Final answer:
The student's question pertains to finding the reflection coefficient, VSWR, and the locations of voltage maxima and minima on a lossless transmission line terminated with a complex load, using the principles of transmission line theory in electrical engineering.
Step-by-step explanation:
The student is asking about the characteristics of a transmission line terminated with a complex impedance load in the context of electrical engineering. To find the reflection coefficient (‘r’), voltage standing-wave ratio (VSWR), and locations of voltage maxima and minima along the transmission line, one must apply transmission line theory and use the given impedance values.
Reflection Coefficient (r)
Reflection coefficient, r, is calculated using the formula:
r = (Zl - Z0) / (Zl + Z0)
Where Zl is the load impedance and Z0 is the characteristic impedance of the line.
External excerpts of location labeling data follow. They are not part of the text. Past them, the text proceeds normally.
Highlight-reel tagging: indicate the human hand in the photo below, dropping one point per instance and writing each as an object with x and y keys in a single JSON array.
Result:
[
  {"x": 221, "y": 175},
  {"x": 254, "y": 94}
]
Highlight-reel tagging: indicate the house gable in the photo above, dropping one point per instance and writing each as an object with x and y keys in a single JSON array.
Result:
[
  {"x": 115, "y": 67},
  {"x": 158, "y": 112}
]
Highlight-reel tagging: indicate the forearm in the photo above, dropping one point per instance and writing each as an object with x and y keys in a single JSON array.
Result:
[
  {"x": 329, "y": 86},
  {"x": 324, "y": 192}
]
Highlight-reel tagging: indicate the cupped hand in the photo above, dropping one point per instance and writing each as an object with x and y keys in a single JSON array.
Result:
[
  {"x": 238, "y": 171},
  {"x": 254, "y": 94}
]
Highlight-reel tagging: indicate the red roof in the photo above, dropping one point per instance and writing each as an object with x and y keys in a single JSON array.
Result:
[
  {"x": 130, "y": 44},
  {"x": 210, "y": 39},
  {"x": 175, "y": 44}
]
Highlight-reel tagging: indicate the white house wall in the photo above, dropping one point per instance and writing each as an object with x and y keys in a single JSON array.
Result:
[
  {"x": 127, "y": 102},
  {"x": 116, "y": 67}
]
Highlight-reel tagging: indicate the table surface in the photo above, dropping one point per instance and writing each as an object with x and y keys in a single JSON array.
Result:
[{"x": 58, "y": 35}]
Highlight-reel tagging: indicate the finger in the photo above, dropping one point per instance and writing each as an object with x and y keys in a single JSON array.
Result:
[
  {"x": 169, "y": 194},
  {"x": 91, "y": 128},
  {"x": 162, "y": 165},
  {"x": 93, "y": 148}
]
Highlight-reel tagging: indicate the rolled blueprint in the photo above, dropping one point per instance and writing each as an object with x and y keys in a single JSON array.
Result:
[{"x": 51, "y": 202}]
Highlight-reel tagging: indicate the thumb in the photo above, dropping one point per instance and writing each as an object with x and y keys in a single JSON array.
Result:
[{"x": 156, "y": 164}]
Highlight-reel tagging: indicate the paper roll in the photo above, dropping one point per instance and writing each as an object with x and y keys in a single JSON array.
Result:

Plugging in the given values:
r = ((300 + j150) Ω - 160 Ω) / ((300 + j150) Ω + 160 Ω)
Voltage Standing-Wave Ratio (VSWR)
VSWR is related to the reflection coefficient by the formula:
VSWR = (1 + |r|) / (1 - |r|)
Locations of Voltage Maxima and Minima
The locations of the voltage maxima and minima can be found using the wavelength (λ) and the phase of the reflection coefficient. The voltage maxima occur where the phase of the voltage reflection coefficient is 0 degrees or an even multiple of 180 degrees. The voltage minima occur where the phase is an odd multiple of 180 degrees. The distance from the load to the first voltage maximum or minimum can be found using the phase of the reflection coefficient and the wavelength.